Hi Christopher
The public_transport=platform or highway=bus_stop is where you wait. And in most cases, there is at least a post to signal where to wait. So for me, the tag for the sign is public_transport=platform / highway=bus_stop. Problem with in the road: you don't know for which direction it is, or which side to wait on.
Of course you can also map the point on the road, which is public_transport=stop_position. Though I don't know when I would be interested in that info as a public transport rider. Maybe in some special train cases where two different trains stop at the same platform at the same time, one on the south end and the other on the north end.

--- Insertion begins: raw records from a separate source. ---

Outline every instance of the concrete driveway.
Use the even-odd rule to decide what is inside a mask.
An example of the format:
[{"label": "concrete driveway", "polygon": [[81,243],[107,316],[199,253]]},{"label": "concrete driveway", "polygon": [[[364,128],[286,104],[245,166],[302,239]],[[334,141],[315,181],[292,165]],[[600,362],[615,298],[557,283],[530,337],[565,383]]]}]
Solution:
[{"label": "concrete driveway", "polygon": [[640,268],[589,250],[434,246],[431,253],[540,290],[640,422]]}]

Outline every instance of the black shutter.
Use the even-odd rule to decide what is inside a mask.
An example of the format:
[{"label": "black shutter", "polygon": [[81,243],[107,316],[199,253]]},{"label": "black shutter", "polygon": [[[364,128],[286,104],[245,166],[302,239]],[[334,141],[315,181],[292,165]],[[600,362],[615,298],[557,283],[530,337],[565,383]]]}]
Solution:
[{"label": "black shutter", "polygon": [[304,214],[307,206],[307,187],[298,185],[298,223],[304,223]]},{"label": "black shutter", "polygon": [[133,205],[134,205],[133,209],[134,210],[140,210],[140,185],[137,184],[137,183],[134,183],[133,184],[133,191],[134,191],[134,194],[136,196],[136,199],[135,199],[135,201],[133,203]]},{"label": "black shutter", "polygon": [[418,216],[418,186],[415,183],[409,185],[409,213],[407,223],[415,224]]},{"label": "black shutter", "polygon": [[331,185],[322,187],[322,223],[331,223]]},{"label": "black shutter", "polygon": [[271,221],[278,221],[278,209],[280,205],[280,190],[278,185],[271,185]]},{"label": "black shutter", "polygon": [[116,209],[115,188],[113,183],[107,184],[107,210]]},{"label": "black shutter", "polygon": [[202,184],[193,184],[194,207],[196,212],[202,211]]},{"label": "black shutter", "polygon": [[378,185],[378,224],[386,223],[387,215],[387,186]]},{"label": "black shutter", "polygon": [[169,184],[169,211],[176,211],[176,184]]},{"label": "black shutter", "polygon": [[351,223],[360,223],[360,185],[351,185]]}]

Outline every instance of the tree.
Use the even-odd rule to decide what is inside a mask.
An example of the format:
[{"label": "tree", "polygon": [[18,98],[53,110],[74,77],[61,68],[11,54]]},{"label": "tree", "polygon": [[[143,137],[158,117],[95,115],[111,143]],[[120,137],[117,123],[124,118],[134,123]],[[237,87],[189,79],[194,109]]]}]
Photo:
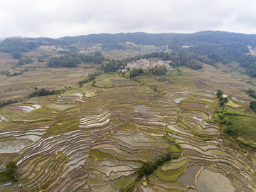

I'm not a native English speaker, but I doubt that platform could be interpreted to mean the painted area on the road. You are not supposed to wait there, on the road. Rather besides the road. Of course, the opinionated mapper used the yellow road marking for drawing his platforms to the side of them, for reasons I can not comprehend.
Cheers, Michael
On 31/10/2022 16:06, Christopher Beddow wrote:
Grüezi!
I have edited in my area (Arth-Goldau, Schwyz) to integrate platforms into sidewalks so the sidewalk is continuous with a section of it being the bus platform at times. I may be totally wrong and I ask anyone to check my work here.
In my view the bus stops should often be a node in the road, since the bus is stopping there, and next to it is good for adding nodes like a sign, a shelter, bench, etc. I am not sure if platform refers to the literal painted area on the road where the bus stops or is a pedestrian area where people stand when waiting to board. If the latter, to me that is applicable to a train station, but not to most bus stations since the people stand on what is physically a sidewalk, most often.